As shown in the figure above, when less than 50% of people are wearing masks in the office and there is one infected employee on day 1, for an average scenario, we expect between 2 to 5 cases after 10 days. However, under severe scenarios, as many as 15 or more people could be infected after 10 days, meaning a small portion of the people spreading COVID could result in large consequences. Moreover, it is challenging to predict who these highly-infectious people might be ahead of time. But understanding these nuances is important: we can’t effectively achieve high individual compliance if we fail to understand the underlying nature of disease transmission.
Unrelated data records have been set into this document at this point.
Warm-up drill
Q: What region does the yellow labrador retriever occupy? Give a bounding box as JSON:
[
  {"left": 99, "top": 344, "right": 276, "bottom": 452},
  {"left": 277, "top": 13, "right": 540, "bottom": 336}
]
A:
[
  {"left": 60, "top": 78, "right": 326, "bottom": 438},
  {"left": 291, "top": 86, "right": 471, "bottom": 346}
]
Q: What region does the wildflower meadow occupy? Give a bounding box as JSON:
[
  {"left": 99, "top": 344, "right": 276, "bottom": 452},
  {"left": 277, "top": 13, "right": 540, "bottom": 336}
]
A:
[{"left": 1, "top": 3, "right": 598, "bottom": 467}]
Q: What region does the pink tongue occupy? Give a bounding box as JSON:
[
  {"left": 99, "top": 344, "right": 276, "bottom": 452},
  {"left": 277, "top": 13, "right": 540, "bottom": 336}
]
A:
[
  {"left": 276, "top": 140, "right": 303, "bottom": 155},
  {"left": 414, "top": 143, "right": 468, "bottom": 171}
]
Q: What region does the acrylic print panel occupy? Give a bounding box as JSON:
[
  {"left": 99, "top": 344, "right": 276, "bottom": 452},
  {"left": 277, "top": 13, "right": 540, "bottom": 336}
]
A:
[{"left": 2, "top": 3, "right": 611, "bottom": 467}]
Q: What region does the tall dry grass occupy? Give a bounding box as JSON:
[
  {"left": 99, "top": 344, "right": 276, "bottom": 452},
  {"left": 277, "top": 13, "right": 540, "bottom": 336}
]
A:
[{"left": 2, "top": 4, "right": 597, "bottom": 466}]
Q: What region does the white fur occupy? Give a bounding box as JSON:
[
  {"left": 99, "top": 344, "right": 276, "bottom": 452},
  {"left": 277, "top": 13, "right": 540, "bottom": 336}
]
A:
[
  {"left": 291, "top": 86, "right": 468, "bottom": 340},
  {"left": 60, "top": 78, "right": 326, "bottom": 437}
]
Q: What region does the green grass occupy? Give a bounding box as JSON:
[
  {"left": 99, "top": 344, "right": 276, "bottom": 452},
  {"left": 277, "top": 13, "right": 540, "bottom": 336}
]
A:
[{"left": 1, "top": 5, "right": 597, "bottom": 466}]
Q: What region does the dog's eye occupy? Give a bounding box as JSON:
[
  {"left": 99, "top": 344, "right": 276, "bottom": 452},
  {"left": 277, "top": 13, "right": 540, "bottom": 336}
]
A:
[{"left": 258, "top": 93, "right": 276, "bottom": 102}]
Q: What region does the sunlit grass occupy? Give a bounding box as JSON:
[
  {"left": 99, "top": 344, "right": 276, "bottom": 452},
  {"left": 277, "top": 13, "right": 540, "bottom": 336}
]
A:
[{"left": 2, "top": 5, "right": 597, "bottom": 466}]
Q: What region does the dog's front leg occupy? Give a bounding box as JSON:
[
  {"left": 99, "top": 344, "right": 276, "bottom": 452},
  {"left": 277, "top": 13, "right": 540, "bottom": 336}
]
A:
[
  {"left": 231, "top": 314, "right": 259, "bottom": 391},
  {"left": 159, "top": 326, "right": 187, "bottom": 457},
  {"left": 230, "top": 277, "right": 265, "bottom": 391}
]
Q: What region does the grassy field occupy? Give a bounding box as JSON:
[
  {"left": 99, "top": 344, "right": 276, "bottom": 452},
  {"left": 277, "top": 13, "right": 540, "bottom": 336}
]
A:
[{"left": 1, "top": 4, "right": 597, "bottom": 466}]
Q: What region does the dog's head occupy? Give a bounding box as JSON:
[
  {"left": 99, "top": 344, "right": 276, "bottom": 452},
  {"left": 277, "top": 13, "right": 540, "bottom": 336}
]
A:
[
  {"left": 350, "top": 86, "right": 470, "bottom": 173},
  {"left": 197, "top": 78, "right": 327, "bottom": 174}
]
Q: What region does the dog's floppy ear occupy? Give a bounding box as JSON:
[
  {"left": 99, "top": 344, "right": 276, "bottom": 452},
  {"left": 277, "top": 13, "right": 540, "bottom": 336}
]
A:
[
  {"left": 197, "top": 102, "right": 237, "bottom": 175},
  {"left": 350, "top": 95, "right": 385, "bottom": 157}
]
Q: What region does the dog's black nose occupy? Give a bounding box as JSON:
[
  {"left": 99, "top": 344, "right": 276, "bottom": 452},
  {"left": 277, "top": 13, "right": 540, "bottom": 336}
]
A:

“The epidemiological implications of these observations are interesting… this documented heterogeneity implies an increased disease extinction risk, …though outbreaks are more severe when they do occur.” — Modeling Infectious Diseases in Humans and Animals, Keeling & Rohani
We cannot easily visualize that the consequence of one infected individual being careless or irresponsible results in increased risk for the entire population. Nor can we identify superspreaders beforehand, who can cause large outbreaks. But our individual difficulty to understand and visualize these risks does not change reality: pandemic risk is not limited to one’s physical health, and extends to affect others’ lives, even to the extent of causing a global pandemic.
To form the right perceptions about pandemic risk, one needs to understand that pandemic risk is different from the risk of being in an earthquake, or a car accident — for most people, the cost of the risk-seeking behavior in a pandemic is unseen. Unlike a car accident where the risk is limited to those involved, pandemic risk slowly expands to encompass more and more people.
With COVID Calculator, our goal is to help communicate the complexities of pandemic risk in a way that is visual, tangible, and relevant to one’s own experience. It is our hope that this tool can serve as an effective medium to help leaders understand risk and to help companies build resilience in the face of the disruption.